I am not allowed to create a new MySQL user account.
Therefore I am thinking of creating a cover-up username and password (the credentials might be stored in some table or even directly in PHP somewhere around PMA), with which my somebody would log in to PMA.
PMA would use a securely stored real username and password to connect to my MySQL server. But my somebody would never see the actual database username and password. He would only see and be able to edit tables within the one specified database on my server.
Is this somehow achievable? Thank you!
Upvotes: 0
Views: 384
Reputation: 12422
phpMyAdmin is not designed to work like this; it uses the MySQL authentication structure without imposing any additional login restrictions.

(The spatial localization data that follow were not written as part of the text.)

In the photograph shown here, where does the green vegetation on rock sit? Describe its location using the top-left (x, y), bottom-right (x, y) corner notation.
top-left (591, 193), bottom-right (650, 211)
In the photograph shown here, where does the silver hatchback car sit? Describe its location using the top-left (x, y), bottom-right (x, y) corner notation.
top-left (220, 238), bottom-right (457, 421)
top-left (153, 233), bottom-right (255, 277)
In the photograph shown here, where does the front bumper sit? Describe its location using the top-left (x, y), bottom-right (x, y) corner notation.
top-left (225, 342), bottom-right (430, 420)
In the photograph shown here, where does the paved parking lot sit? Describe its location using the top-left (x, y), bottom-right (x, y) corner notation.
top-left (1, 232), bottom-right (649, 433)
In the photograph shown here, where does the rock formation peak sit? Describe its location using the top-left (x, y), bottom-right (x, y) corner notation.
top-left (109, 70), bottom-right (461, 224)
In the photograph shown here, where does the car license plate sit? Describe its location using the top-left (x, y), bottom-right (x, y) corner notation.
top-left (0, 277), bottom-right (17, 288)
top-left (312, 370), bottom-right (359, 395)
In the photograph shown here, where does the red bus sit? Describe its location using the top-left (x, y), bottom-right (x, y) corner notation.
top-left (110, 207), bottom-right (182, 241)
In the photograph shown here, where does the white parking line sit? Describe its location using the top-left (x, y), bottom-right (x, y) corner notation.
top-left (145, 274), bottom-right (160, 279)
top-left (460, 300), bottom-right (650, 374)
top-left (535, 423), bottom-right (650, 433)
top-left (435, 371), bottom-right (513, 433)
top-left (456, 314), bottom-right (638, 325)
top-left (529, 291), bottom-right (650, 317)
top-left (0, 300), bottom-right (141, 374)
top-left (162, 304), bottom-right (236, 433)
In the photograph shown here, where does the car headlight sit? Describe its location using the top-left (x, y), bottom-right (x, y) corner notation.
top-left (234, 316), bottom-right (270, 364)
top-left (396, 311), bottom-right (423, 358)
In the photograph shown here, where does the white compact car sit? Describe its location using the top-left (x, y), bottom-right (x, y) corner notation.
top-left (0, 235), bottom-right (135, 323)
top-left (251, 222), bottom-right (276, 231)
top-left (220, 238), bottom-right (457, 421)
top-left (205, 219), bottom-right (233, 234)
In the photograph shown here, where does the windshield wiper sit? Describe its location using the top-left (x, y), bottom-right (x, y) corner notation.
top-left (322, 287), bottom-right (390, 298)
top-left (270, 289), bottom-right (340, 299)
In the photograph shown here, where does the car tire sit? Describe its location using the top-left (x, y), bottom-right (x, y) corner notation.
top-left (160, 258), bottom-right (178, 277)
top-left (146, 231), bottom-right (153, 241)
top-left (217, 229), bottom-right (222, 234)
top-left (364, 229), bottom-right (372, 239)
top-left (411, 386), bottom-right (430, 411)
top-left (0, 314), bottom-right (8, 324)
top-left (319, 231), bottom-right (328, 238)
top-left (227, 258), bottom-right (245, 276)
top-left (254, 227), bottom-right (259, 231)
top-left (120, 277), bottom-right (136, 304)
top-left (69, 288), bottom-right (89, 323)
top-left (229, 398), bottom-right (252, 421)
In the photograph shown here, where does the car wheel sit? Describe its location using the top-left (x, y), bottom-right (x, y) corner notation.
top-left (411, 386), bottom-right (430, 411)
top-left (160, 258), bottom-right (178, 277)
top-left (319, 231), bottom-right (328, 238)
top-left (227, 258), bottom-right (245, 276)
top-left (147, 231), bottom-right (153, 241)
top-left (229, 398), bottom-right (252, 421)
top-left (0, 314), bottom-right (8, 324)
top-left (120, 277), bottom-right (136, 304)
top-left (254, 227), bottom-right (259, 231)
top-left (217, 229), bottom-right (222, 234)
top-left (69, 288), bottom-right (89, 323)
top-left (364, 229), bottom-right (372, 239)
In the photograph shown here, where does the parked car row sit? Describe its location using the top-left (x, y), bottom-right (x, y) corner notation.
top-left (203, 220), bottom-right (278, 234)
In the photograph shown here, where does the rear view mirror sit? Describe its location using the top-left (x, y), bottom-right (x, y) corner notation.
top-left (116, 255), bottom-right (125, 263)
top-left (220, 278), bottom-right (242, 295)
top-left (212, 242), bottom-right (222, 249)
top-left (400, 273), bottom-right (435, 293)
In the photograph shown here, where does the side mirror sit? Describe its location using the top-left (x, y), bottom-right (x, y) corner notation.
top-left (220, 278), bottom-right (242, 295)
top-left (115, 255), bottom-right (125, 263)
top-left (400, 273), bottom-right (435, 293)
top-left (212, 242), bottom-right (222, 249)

One part of your requirements (not sharing the actual username and password) might be solved by using the config or signon authentication method, but that still doesn't impose any additional restrictions on the user once they log in so they'd have the same access that your user account has.
Unfortunately for you, if you aren't able to create another user account it's going to be difficult to share the account without giving them the same level of access.
Upvotes: 0
Reputation: 562348
PMA has a configuration for this.
$cfg['Servers'][$i]['only_db']
Read about it in the documentation: https://docs.phpmyadmin.net/en/latest/config.html
But this does not restrict the privileges of the user. It only makes the user interface show a limited subset of databases to the user. If they know the name of some other databases (or can query them from INFORMATION_SCHEMA.SCHEMATA), they can still access those databases.
If you want to enforce privileges to only a few databases, you'll have to create a distinct MySQL user and limit their privileges with GRANT.
Re your comments:
It sounds like you need to store the MySQL credentials in your PMA config file (and set $cfg['Servers'][$i]['auth_type']
to 'config'). Then you can use Apache HTTP authentication to restrict access to your PMA site (or directory), and you can create multiple user credentials at the Apache level.